Bugün dünyaya bir de onların gözünden bakmaya çalıştım elis... sevebileceğim bir yan bulurum diye yanlarına yakın olmaya çalıştım.
dünyaya bir başkasının gözüyle bakmak dünyanın en erdemli hareketiymişse de insan sevmemeyi de bilmeliydi sevdiğine hak verdiği kadar.
bu sabah kalktıktan sonra yataktan yastığım altında onlar için bir şeyler aradım elis ama bulamadım.
gece yatmadan önce aldıklarımı geri koyacağım büyülü düşler bırakmamışlardı akıllarda. ne vardılar ne yoktular...
ya kapalı kapılar ardında gizli planlar yapanlar ya da kapalı zihinler içinde karanlık düşüncelere kapılanlar. hiçbiri benim dünyamda yoktular.

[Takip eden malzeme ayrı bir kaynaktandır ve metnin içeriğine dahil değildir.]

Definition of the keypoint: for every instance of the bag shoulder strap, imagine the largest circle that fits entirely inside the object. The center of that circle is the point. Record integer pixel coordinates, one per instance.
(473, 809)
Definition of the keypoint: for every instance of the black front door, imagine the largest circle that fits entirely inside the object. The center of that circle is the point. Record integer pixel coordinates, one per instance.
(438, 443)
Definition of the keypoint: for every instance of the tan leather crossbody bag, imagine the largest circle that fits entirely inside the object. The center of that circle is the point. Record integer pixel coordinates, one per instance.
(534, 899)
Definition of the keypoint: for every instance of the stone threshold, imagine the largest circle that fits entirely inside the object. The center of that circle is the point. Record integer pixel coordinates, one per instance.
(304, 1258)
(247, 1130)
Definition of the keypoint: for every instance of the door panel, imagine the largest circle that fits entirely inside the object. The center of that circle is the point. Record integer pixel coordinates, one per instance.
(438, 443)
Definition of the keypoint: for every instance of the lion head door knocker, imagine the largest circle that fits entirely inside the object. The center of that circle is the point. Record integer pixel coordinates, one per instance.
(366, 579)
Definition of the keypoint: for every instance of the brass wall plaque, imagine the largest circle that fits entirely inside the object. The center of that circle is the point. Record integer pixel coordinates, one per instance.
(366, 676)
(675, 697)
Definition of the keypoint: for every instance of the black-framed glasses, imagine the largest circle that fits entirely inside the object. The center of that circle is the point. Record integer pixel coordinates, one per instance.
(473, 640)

"ışık nerdeyse gölge ordadır"
sahte ışıklarınızın aydınlattığı yer benim gezegenim değil
ben, elinden tuttuğum o şövalyeyi gezegenime götürüp gerçek ışıklar altında birbirimizi taçlandırmaya başladığımızdan beridir o dünyaya bulaşmış çamurlu eteklerimi de çektim gitti.
ışığımdan karanlığınızı, gerçek düşlerimden sahte kabuslarınızı, heyecandan uçuşan eteklerimden ellerinizi çekiniz.
o sahte kibarlıkla söylüyorum: Lütfen!